The box provides a safe place for an infant to sleep
A few months ago, pregnant parents in New Jersey got the exciting news that their state was partnering with The Baby Box Co. to give new parents a box full of baby goods for free. The best part? Each box doubles as a safe sleeping space for an infant.
Now, Ohio and Alabama have decided to follow New Jersey’s lead and offer the boxes to expecting parents in hopes of promoting safe sleep.
According to NPR, the boxes started 80 years ago in Finland, a country that boasts one of the world’s lowest infant mortality rates. The Baby Box Co. creates and distributes the boxes, which are also for sale to anyone who wants to buy one, but the states adopting the idea are offering them to parents for free, providing they watch videos about safe infant sleep practices.
The boxes are more than just a baby bed and include infant essentials such as breastfeeding accessories, a onesie, diapers and wipes. It also provides a firm foam mattress and tight-fitting sheet, both meant to fit in the box.
In Finland, the boxes are provided as long as a mom attends a pre-natal check-up before the end of their fourth month of pregnancy. Since it’s impossible in the U.S. to require doctor’s visits, states are relying on using the videos to spread safe sleep information to new parents.

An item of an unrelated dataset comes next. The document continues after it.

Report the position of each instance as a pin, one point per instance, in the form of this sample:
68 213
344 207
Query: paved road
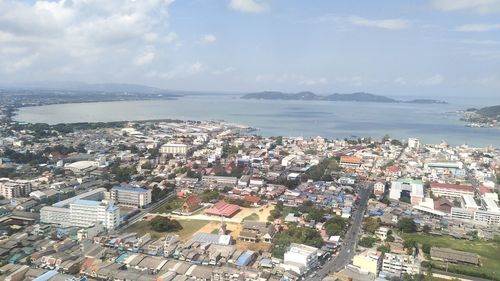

Each video runs about 15-2o minutes and includes information from The American Academy of Pediatrics about safe sleep, advising parents to put babies to sleep on their backs, to use a firm mattress and to avoid using toys or soft bedding in the infant’s sleep space.
Dr. Kathryn McCans, chair of New Jersey’s Child Fatality and Near Fatality Review Board, says, “The whole premise is that people like free things. It’s about getting the information out there.”
Dr. McCans explains the goal of the program is preventing SIDS. “Through education and awareness, people can make better choices and hopefully we can see fewer children dying.” Although the rate of SIDS deaths in the U.S. has declined drastically since 1994 when the Back to Sleep campaign spread the word about putting infants to sleep on their backs, it’s gone up slightly in recent years.
The hope is that the number of kids dying from SIDS will decrease in the states that make baby boxes free and available. In most cases, the boxes can accommodate a baby up to six months old and the SIDS rate is highest between months two and four.
There’s a study currently underway at Temple University to determine how effective the boxes might be, and the results will be available later this spring. It’s hard to believe that the boxes wouldn’t be helpful considering Finland’s results, so hopefully, it will lead to more states adopting the practice.